Police to treat overdoses as crimes
(Date: 01-29-2017) — Less than an hour after Jolene Marie Berger-Bowman met her drug dealer to exchange a mystery pill for $30, she took her last breaths on a church bathroom floor.
At first Versailles police Sgt. Matt Mitchell viewed her death as another casualty in Kentucky’s heroin, pill and fentanyl crisis. But as he scooped up a cell phone and other personal items belonging to Bowman, he spotted an unanswered text the dealer sent, asking: “So u happy.”
It had been an overdose, not a murder. But the texts were a smoking gun, a clue that allowed Mitchell and police Detective Keith Ford to hold someone responsible in the July 2015 death of Bowman, a 37-year-old mother of two.
They used the text exchange to find her dealer. Then they convinced the dealer to reveal his supplier.
Both were charged federally with distribution of a controlled substance resulting in a death, a crime that carries a minimum of 20 years in a federal prison. The maximum punishment is life behind bars.
The case is part of a national trend to treat fatal and non-fatal overdoses as crimes — not accidents — to secure hefty prison sentences. The practice is taking root in Louisville, led by U.S. Attorney John Kuhn.
“We have very active investigations going on that will generate prosecutions,” Kuhn said Wednesday, though he wasn’t ready to give specifics. “We’re going to try to disrupt the supply.”
His office’s Overdose Prosecution Initiative, pairing prosecutors with Louisville Metro Police narcotics detectives and special agents with the U.S. Drug Enforcement Administration, recently received approval for $160,000 in federal funds.
“We, as an agency, don’t look to target low-level dealers — but these guys are killing people,” said Jim Scott, the DEA’s resident agent-in-charge in Louisville. “If we don’t stop them, they’re going to continue to kill people at an alarming rate.”
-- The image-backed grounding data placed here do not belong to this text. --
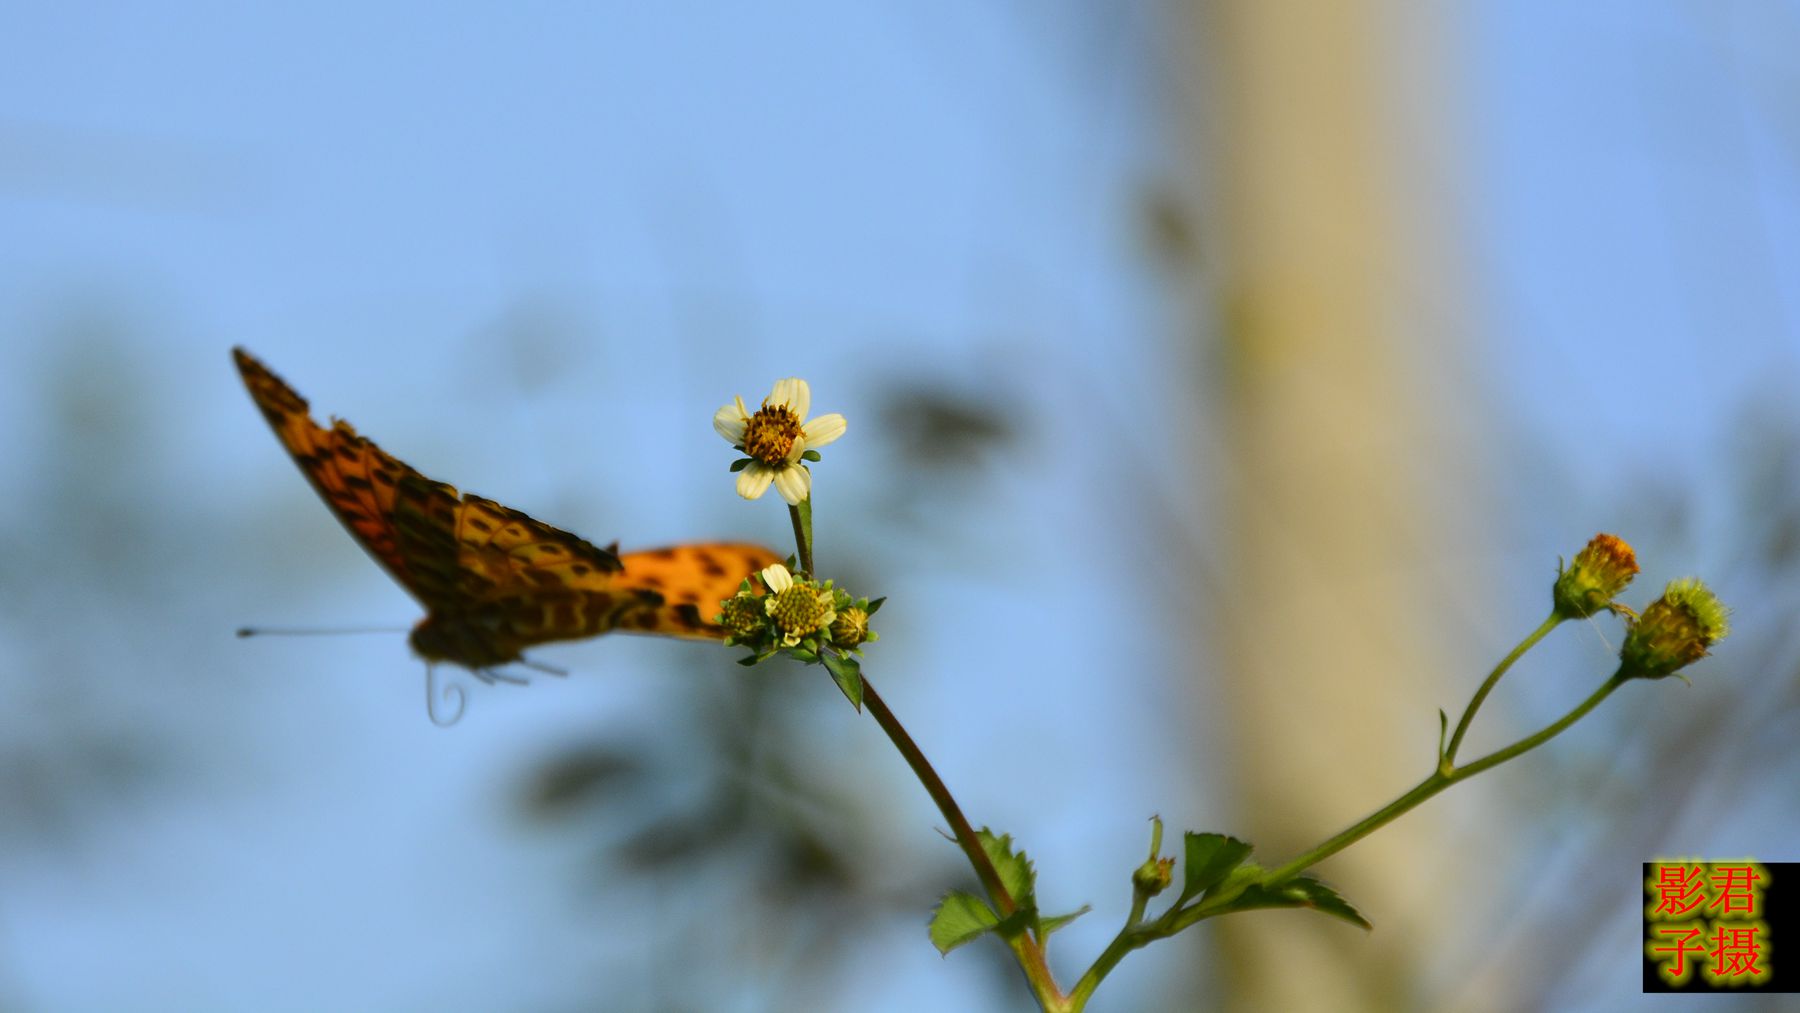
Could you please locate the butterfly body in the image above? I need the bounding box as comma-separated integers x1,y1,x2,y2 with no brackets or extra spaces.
234,347,779,671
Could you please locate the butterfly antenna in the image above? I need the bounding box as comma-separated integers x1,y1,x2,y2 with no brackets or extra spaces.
426,665,467,727
236,625,408,638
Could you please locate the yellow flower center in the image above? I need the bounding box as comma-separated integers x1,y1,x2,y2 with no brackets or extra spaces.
743,402,803,466
767,585,832,641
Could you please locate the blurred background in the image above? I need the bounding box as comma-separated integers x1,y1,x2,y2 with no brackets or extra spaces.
2,3,1797,1010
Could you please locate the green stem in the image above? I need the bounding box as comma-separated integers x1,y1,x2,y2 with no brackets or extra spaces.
1444,613,1562,765
784,491,1064,1007
1068,820,1168,1009
1446,668,1627,781
1089,632,1631,1009
1068,927,1147,1008
862,677,1067,1008
1254,668,1629,892
788,499,814,576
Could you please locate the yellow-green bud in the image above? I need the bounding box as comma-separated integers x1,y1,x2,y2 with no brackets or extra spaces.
1554,533,1639,618
1133,856,1176,897
717,593,766,640
829,606,870,649
1620,578,1730,679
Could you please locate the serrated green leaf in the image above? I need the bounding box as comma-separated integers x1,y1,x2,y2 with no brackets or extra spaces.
929,891,999,954
1180,833,1253,902
1039,905,1092,938
729,458,751,472
976,830,1038,910
821,651,863,711
1216,876,1372,930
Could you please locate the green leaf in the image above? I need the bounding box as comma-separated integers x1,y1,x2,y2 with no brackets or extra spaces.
736,655,761,667
989,905,1037,941
1216,876,1373,931
1038,905,1092,938
729,458,751,473
865,596,886,615
928,891,999,954
801,449,823,462
977,829,1038,911
821,651,863,711
1180,832,1253,903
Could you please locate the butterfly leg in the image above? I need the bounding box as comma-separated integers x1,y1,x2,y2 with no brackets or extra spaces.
474,667,532,687
519,657,568,678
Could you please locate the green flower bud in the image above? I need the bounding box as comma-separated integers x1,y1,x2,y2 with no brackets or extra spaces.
1133,856,1176,897
829,605,870,649
1620,578,1730,680
1554,533,1639,618
717,593,767,641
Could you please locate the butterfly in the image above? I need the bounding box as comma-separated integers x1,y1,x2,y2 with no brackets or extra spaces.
234,348,780,698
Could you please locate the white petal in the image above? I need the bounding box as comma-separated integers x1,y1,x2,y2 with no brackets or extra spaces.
801,413,846,449
736,463,775,500
772,464,812,505
713,401,748,443
760,563,792,593
769,377,810,420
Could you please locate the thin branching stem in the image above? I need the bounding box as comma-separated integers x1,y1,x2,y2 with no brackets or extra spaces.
1256,667,1629,891
1068,668,1632,1009
1445,613,1562,764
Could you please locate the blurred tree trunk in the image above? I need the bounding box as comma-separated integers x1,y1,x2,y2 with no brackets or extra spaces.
1167,3,1493,1009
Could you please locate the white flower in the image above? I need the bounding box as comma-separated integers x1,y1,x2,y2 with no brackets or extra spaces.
713,378,846,505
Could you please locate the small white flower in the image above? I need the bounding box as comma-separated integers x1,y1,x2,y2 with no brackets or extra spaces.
714,378,847,505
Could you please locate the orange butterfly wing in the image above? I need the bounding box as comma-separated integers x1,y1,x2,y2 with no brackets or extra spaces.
234,348,777,669
608,544,785,639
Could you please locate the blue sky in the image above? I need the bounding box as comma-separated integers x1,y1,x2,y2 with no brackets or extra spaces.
2,3,1796,1010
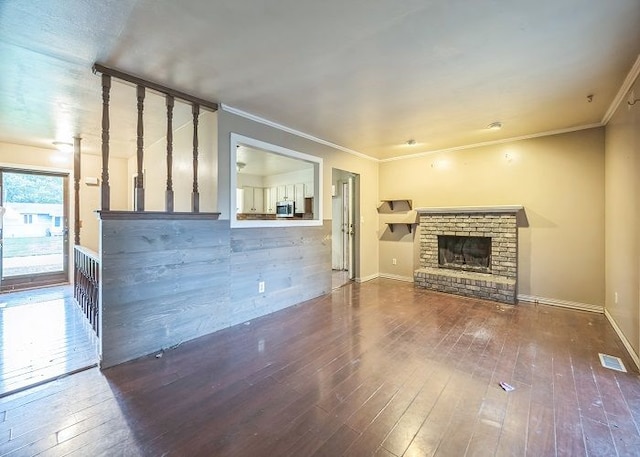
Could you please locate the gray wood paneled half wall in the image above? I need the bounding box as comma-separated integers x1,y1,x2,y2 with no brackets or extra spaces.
99,211,331,368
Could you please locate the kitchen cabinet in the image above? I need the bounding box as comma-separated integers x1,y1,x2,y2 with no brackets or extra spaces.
272,182,308,213
277,184,295,201
264,187,278,214
294,183,305,213
242,186,264,213
236,188,244,213
304,183,313,198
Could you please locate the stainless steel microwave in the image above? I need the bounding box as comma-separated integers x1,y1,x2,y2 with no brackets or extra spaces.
276,200,295,217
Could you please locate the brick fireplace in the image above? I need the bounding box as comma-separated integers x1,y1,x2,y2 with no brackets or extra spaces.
413,206,522,304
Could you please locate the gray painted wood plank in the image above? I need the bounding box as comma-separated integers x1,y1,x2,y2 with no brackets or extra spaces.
100,219,331,368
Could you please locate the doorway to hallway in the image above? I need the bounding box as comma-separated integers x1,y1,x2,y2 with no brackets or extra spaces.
331,168,359,289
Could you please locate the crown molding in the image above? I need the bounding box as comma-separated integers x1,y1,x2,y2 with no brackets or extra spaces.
379,123,603,162
220,104,378,162
602,53,640,125
222,102,605,165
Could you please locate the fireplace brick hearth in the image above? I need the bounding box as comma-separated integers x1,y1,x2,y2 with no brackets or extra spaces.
413,206,521,304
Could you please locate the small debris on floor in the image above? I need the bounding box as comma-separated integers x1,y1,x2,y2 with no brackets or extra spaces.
499,381,514,392
155,351,163,359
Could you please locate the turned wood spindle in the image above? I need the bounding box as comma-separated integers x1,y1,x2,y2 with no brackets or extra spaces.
191,103,200,213
165,95,175,212
100,74,111,210
73,136,81,245
135,85,145,211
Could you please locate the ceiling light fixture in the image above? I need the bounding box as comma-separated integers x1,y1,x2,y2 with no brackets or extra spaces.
236,162,246,172
487,121,502,130
406,139,416,146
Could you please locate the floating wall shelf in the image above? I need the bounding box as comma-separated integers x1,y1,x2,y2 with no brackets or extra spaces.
386,222,417,233
379,199,412,211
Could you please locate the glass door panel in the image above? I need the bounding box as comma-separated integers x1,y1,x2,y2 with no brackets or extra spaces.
0,170,69,290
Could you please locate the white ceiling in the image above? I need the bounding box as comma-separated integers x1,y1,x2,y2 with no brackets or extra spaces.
1,0,639,161
236,145,313,177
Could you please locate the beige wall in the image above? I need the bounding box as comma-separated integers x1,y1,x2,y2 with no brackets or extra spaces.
605,76,640,355
379,128,606,306
79,153,129,251
218,110,380,281
131,110,218,213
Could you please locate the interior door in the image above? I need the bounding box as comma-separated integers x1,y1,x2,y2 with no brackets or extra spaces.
0,169,69,291
341,182,350,272
347,176,355,280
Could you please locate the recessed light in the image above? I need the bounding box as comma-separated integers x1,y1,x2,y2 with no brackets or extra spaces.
487,122,502,130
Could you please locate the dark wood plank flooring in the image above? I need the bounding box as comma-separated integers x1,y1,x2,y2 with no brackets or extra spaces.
0,286,98,397
1,279,639,456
Bowman’s sister, Jennifer Powell, said the investigation of her sister’s death and prosecution of the dealer and supplier demonstrated her sister’s life was “worthy of respect, regardless of her last decision.”
“These two decided it was proper to profit on someone else’s sickness and had no regard for someone else’s life,” she said.
Kentucky ranked No. 4 in the nation for its fatal overdose death rate in 2014, with 1,077 deaths blamed on heroin, fentanyl and a variety of other drugs. It worsened in 2015, when Bowman was among 1,200 deaths. Last year’s death toll is still being tallied, but health officials are expecting another increase.
Kerry Harvey, who helped pioneer overdose prosecutions before stepping down in January as the U.S. attorney for the Eastern District of Kentucky, said it goes beyond the street-level dealer.